-
Notifications
You must be signed in to change notification settings - Fork 578
Description
🐛 Describe the bug
I'm experiencing a bug while attempting to train a YOLO-NAS model using the YoloDarknetFormatDetectionDataset. The error occurs when invoking the train method, specifically in the _bbox_loss function within the PPYoloELoss module of the SUPERGRADIENTS library.
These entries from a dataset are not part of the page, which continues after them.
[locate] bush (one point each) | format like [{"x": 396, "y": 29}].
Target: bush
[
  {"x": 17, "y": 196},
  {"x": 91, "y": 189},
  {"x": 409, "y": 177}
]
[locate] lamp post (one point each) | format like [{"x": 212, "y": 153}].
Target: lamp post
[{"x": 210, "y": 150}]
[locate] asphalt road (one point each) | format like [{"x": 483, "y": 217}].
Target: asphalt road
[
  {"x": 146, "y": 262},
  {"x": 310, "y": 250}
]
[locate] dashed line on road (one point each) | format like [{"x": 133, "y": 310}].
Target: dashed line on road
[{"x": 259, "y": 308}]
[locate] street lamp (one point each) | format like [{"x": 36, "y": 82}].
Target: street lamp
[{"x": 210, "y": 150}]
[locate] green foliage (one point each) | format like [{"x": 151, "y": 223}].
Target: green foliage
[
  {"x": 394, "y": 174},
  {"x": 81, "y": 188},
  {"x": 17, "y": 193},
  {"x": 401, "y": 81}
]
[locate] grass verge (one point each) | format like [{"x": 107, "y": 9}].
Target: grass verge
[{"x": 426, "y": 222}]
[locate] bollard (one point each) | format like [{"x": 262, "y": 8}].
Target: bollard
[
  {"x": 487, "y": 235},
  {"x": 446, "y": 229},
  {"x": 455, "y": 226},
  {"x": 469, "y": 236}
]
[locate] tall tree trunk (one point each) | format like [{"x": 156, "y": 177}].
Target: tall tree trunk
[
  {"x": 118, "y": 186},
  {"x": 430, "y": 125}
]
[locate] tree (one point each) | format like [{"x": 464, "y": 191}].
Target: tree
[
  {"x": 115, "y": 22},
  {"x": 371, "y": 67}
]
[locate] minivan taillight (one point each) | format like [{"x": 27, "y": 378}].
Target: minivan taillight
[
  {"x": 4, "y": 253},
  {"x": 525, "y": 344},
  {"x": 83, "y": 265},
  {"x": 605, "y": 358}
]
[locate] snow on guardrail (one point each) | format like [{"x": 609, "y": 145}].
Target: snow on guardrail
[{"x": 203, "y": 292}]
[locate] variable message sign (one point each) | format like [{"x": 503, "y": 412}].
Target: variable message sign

This issue is observed only when using the YoloDarknetFormatDetectionDataset (CODE_2), whereas using coco_detection_yolo_format_train (CODE_1) does not result in this error.
Details & Error Logs:
In CODE_2, while implementing a class-balanced sampling strategy for overcoming class imbalance in a dataset, the following runtime error surfaces during model training:
RuntimeError: numel: integer multiplication overflow
Steps to Reproduce:
- Use the
YoloDarknetFormatDetectionDatasetto load datasets for training. - Employ the
ClassBalancedSamplerand initialize theDataLoader. - Execute the training process.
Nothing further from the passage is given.